What you need to know
- Microsoft’s heavy investment in AI projects is raising concern among investors.
- Its Azure cloud business’ growth remained steady quarter-over-quarter at about 31% between April and June, despite Microsoft’s significant investment.
- Microsoft says it needs to continue investing in data centers to meet the ever-growing and high demand for AI.
Microsoft’s recent shift and absolute focus on AI has raised concern among its investors. The tech giant ventured into the AI landscape face-first after investing billions of dollars in OpenAI to further extend their complicated partnership.
“Microsoft Copilot and Copilot stack are orchestrating a new era of AI transformation, driving better business outcomes across every role and industry,” indicated Microsoft CEO Satya Nadella during the company’s earnings call for FY24 Q3. Admittedly, the company reported revenue increases (up 17%), operating income (up 23%), net income (up 20%), and diluted earnings per share (up 20%).
According to a report by The AI Wired, investors have raised concern over Microsoft’s spending on its cloud business. Admittedly, Microsoft’s Azure cloud business has been positively impacted by the company’s AI ventures. However, whether it justifies the billions invested in the category is unclear.
Interestingly, this news comes after a report suggested that OpenAI might be on the precipice of bankruptcy, with projections of $5 billion in losses.
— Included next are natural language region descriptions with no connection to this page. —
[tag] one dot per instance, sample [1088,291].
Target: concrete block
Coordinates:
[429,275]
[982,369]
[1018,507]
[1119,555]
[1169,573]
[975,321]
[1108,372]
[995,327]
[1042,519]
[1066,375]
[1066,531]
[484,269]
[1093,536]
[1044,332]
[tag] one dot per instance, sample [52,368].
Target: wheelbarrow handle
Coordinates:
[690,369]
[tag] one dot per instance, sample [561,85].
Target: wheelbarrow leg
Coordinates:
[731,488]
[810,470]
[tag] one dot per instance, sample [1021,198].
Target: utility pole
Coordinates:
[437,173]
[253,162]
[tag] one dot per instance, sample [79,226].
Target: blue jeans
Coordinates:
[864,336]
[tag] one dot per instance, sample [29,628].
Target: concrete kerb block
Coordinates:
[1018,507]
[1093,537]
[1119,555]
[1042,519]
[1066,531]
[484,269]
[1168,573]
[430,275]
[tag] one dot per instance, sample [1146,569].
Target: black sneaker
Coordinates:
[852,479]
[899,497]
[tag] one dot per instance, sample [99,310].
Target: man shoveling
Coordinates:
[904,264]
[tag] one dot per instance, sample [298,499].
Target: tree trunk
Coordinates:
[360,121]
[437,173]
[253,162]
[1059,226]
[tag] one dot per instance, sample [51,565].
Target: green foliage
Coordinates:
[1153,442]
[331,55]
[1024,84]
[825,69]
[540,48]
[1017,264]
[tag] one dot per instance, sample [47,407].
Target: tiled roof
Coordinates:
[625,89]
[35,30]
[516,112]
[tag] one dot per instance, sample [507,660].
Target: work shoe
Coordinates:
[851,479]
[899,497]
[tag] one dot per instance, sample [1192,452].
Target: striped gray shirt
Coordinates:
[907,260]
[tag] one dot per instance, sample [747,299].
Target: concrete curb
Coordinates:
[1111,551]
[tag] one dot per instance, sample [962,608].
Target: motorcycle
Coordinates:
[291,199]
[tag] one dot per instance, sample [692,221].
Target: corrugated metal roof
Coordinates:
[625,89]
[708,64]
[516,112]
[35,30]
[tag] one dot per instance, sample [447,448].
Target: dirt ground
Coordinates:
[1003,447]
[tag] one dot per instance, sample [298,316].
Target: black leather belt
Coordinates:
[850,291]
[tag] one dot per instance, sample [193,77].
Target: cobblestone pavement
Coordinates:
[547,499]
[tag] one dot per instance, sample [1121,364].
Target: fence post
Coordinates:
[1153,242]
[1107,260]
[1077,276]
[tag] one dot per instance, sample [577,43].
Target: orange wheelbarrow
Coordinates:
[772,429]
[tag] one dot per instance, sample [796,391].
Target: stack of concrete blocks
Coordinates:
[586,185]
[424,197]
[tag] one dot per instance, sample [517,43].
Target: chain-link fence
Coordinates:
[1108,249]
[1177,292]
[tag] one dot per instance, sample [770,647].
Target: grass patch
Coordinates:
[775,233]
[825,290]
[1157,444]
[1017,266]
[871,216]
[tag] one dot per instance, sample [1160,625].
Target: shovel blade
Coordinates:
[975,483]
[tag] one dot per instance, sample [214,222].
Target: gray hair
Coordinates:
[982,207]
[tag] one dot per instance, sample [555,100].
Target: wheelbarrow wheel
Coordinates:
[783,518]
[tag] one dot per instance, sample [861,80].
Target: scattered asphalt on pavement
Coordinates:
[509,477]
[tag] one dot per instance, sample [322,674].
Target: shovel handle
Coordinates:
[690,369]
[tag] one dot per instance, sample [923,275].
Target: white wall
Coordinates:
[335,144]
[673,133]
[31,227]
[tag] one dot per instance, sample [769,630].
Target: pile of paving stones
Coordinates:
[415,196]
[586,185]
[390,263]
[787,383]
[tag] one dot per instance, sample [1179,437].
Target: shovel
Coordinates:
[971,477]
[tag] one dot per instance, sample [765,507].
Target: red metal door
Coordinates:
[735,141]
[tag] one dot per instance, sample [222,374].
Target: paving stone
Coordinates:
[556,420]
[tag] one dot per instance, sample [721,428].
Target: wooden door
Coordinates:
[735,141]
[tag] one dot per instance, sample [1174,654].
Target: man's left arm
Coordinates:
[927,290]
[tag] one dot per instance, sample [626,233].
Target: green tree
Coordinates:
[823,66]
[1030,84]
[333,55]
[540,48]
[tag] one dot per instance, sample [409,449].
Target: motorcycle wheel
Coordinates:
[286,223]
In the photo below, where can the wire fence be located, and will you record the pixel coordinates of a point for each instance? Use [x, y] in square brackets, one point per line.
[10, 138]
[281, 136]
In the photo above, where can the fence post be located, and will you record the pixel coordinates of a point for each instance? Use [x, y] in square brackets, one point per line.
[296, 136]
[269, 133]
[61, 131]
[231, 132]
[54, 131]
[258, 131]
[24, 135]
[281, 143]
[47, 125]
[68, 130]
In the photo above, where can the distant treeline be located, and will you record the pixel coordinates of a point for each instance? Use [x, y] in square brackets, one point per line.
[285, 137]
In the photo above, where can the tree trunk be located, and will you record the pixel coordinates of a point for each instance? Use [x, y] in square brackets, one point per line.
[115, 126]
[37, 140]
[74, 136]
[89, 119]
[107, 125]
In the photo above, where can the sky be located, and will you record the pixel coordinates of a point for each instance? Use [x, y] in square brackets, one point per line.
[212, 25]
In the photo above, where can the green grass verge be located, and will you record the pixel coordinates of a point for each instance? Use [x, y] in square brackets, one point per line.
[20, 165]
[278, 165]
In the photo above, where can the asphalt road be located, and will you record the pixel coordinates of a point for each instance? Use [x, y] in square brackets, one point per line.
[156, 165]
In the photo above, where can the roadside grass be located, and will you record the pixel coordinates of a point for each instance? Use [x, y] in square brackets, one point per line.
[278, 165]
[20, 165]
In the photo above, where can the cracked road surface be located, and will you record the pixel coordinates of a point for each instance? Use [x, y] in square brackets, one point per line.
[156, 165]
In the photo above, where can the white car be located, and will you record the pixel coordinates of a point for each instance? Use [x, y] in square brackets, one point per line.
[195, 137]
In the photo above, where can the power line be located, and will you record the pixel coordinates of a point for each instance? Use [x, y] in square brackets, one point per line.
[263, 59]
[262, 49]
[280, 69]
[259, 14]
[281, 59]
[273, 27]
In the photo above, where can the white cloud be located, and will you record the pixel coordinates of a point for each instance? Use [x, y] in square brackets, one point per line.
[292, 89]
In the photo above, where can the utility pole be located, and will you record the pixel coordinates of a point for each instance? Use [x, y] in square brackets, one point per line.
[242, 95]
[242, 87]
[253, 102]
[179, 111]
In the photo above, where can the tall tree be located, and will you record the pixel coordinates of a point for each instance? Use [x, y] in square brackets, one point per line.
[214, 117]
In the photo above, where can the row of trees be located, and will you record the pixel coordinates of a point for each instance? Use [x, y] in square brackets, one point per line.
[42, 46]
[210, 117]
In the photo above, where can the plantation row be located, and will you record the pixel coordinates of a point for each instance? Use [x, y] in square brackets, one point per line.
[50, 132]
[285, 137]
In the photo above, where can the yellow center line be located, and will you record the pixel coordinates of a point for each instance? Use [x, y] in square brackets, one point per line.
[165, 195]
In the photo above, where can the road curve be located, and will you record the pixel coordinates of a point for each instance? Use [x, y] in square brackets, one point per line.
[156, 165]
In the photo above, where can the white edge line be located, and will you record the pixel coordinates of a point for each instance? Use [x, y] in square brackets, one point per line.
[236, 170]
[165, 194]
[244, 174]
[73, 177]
The ChatGPT maker might need another round of funding to remain afloat.
A recent study indicates that 30% of AI projects might be abandoned after proof of concept by 2025. It attributes its predictions to poor data quality, a lack of guardrails, and high operation costs.
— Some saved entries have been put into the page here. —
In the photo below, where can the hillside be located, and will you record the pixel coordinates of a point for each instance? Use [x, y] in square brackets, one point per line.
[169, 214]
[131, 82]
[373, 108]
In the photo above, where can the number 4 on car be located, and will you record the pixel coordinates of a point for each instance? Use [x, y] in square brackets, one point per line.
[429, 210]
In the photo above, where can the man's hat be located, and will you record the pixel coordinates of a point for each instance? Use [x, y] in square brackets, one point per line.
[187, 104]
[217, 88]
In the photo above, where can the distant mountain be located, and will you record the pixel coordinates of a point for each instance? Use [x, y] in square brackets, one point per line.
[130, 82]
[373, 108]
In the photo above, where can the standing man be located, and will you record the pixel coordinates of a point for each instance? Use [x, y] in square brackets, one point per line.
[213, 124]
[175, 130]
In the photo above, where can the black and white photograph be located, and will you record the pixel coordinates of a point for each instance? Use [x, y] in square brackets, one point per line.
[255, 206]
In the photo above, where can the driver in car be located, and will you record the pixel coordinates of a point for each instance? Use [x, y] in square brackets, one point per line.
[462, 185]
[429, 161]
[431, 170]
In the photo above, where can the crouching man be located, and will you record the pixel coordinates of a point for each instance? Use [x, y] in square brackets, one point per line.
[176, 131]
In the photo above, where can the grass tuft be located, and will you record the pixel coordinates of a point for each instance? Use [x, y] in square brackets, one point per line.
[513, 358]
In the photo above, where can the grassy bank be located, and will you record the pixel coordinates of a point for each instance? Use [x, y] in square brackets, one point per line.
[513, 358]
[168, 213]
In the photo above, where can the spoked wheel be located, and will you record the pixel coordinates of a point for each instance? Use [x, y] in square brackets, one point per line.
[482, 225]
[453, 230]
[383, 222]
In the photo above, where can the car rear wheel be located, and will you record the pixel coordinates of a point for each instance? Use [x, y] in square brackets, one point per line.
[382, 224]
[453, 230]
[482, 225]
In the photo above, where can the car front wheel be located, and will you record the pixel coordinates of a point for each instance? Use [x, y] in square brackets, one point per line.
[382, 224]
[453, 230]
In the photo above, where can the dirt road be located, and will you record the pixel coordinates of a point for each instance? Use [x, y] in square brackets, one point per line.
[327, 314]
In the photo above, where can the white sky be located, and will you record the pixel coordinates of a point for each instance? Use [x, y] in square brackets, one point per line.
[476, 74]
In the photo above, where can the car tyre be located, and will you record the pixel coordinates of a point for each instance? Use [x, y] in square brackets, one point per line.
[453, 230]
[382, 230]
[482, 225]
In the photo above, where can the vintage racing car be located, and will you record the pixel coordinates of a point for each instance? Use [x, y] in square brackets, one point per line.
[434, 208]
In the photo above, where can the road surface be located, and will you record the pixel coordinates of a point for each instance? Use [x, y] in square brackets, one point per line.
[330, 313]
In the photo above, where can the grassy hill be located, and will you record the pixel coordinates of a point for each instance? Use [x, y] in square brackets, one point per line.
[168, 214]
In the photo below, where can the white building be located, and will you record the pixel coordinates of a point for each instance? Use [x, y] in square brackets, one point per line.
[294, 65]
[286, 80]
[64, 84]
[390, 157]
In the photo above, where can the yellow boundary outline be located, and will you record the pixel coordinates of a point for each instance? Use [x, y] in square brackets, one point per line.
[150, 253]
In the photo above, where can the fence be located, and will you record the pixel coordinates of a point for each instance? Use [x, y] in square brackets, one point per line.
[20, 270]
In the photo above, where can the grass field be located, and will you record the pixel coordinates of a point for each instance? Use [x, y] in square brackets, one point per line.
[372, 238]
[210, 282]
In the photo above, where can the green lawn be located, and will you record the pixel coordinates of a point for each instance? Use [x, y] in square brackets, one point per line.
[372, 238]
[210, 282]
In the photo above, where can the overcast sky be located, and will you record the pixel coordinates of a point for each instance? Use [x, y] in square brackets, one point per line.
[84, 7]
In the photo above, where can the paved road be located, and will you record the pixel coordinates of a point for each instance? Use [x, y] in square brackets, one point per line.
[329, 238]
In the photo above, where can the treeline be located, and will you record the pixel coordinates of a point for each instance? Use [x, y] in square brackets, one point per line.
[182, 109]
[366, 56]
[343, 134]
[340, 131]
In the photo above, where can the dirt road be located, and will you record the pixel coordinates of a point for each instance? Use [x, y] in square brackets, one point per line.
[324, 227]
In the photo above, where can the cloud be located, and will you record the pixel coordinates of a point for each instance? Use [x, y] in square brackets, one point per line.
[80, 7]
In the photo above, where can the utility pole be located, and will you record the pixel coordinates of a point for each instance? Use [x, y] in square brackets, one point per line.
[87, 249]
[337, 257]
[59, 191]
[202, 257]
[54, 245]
While AI played a significant role in Microsoft’s financial success in its latest earnings call, investors hope to spot a more considerable difference in the fiscal fourth quarter. Microsoft’s Azure cloud business grew by 7% in the first three months of the year, with expert analysts predicting an expenditure of $13.64 billion compared to the $10.95 billion from the previous quarter.
The AI landscape is a hard market to crack
Market analysts have seemingly misread AI’s earning trends and growth. For instance, Google’s quarterly expenditure was approximately $1 billion more than expected. However, the payoff from its AI investment was “modest,” further building on the investors’ concern about the heavy investment in data centers and AI projects with little return to show.
Google’s parent company, Alphabet, will continue to set aside approximately $12 billion on capital projects every three months for the rest of 2024. However, investors are interested in seeing how Microsoft will grow its revenue in the AI landscape.
Google CEO Sundar Pichai recently indicated the “risk of under-investing (in AI infrastructure) is dramatically greater than the risk of over-investing.” Microsoft justifies its massive capital injection in the AI landscape by stating that it needs to spend more on data centers to meet the high demand for AI.
The tech giant claims it is getting more business for its large enterprise clients due to its AI-powered features, including the Microsoft 365 Copilot available across Word and Excel. Over half of the Fortune 500 companies pay Microsoft Copilot’s $20 monthly subscription fee to make their workflow more effortless and less redundant.
Elsewhere, the hype building around AI PCs and the looming death of Microsoft’s Windows 10 operating system has contributed to a 3% growth in the global PC market in Q2 of 2024.